With Brandon Myers we had several weeks of about 50 receiving yards or so followed by an amazing output (14 receptions!) in week 13. We take this information and say that he is a guy that has been getting his quarterback's attention this year and is finally breaking through. Why would they go away from him in week 14? Right?
The problem is that Myers has been in the NFL for four years now and we aren't factoring in his first three years but rather just this year. There have to be reasons why he was basically unknown coming into 2012. Perhaps he is a big target with good hands, but he lacks lateral quickness or the ability to create separation from linebackers. I don't know that that is the case, but I would assume that there is some reason why he was invisible for his first three years in the league.

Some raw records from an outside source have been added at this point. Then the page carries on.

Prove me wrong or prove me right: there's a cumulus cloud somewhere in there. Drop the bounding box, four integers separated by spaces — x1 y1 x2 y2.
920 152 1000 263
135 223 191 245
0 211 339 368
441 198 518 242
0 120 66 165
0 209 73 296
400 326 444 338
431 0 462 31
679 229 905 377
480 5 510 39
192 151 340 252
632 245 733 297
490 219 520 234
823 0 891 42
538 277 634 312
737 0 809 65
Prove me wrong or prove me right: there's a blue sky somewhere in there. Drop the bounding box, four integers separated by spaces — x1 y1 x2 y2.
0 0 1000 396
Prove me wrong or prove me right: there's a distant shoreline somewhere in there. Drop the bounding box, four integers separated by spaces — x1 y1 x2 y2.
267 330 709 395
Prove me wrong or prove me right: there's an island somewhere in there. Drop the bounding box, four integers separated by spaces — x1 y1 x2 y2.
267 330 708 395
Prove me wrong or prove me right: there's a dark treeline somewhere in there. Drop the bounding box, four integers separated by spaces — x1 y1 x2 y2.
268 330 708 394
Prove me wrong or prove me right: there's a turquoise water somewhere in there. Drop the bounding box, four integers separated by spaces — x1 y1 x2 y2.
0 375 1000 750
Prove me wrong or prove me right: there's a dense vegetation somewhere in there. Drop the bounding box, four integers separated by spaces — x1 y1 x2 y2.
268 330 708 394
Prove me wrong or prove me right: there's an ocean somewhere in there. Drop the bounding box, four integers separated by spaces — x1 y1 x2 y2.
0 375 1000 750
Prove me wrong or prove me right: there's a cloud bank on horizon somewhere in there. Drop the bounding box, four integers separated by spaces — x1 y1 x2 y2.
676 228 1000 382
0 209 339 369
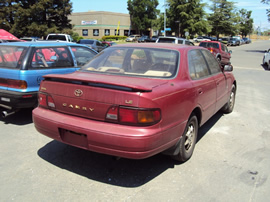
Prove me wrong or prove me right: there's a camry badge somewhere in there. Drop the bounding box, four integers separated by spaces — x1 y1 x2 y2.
74 89 83 97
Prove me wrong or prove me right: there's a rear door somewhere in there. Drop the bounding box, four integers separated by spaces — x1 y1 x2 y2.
0 45 27 91
220 43 231 64
188 50 217 123
202 50 228 111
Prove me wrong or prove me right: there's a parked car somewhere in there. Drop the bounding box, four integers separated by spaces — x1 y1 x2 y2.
138 36 150 43
0 41 97 117
156 36 194 46
263 49 270 70
193 36 211 43
33 43 236 161
243 37 251 44
101 41 117 47
0 39 8 43
199 41 232 66
126 34 141 42
227 38 241 46
46 33 74 42
145 36 159 43
77 39 108 52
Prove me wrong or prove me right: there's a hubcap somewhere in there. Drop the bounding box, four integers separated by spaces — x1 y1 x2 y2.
185 124 195 151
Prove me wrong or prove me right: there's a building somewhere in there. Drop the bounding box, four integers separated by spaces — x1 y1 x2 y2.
69 11 136 39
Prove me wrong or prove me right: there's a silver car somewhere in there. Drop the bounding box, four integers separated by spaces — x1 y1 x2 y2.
156 37 194 46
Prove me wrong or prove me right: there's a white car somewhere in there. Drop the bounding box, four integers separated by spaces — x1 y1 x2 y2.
263 49 270 69
193 36 211 43
126 34 141 42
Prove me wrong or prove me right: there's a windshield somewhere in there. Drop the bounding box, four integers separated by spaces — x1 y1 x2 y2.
80 40 94 44
158 38 175 43
81 47 179 78
0 46 26 68
47 35 66 41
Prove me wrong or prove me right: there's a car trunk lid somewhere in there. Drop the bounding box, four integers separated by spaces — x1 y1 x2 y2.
40 72 168 121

Let's say for a moment that the description I just wrote two sentences ago is accurate. If true, he is a guy that can catch a team (like the Browns in week 13) off-guard and amass great stats with a large number of targets. If the opponent does fail to game-plan for him he can find some space and do some damage. However, what if a team (like the Broncos in week 14) does game-plan for him? And, what if that team happens to have very quick linebackers? Well, in that case, if the description above is accurate Myers will have trouble finding space in which he can operate and the quarterback won't look for him.
If all of this is true, we should have identified Myers as clear-cut game-planning target by a pretty strong defense with good linebackers. His explosion in week 13 left him vulnerable in week 14 and therefore a poor start.
Look, if he was Tony Gonzalez you'd have a better understanding of how he would react to the game-planning. But with Myers there is insufficient data. The best prediction should have been that he would be taken out of the game by Denver. I should have seen it coming, but I didn't and now I've got to play catch-up in a few of my playoffs.